Ertuğrul Özkök, eşinin adına gönderme yapan "Tansu'ya Mektuplar" başlığı altında yazdığı ve "newsletter" olarak paylaştığı yazılarında bugün, Rus ordusunun hazırladığı “Özel Harekât Mensupları İçin Sosyal Rehberi"ne değindi. Özkök, bu rehbere göre Bayraktar SİHA'sını düşürmenin 30 bin 600 TL ödül getirdiğini yazdı.
Özkök'ün, "Gizli tarife, bir Türk SİHA düşürmenin ödülü kaç bin TL?" başlıklı yazısı şöyle:
Gizli tarife, bir Türk SİHA düşürmenin ödülü kaç bin TL?
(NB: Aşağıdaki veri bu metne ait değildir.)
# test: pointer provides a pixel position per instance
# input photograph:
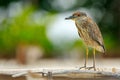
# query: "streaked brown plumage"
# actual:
(89, 33)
Önceki hafta, 19 Temmuz’u 20 Temmuz’a bağlayan gece, Rusya -Ukrayna savaşında çok önemli bir gelişme yaşandı.
O gece Ukrayna topçusu, Dinyeper nehri üzerinde, 1.3 km uzunluğundaki “Antonovka” köprüsünü büyük ölçüde kullanılmaz hale getirdi.
Ukrayna topçusu ertesi gece 100 kilometre daha doğudaki Nova Kakhovka köprüsünü de uçurdu.
O gece Rus ordusu iki ayrı parçaya bölündü
Bu iki harekât, Karadeniz’e doğru gelişen Rus saldırısında bir dönüm noktasıydı.
Çünkü bu bölgede 30 bin Rus askeri bulunuyordu ve bunun yarısı Kherson, öteki yarısı ise Kryvyi Rih bölgesinde bulunuyordu.
İki köprü uçurulunca, Rus ordusunun iki bölümü arasındaki ilişki kopmuştu.
Bunun anlamı da şuydu.
Rus ordusunun ileri harekâtı için gerekli lojistik yolu kesilmişti.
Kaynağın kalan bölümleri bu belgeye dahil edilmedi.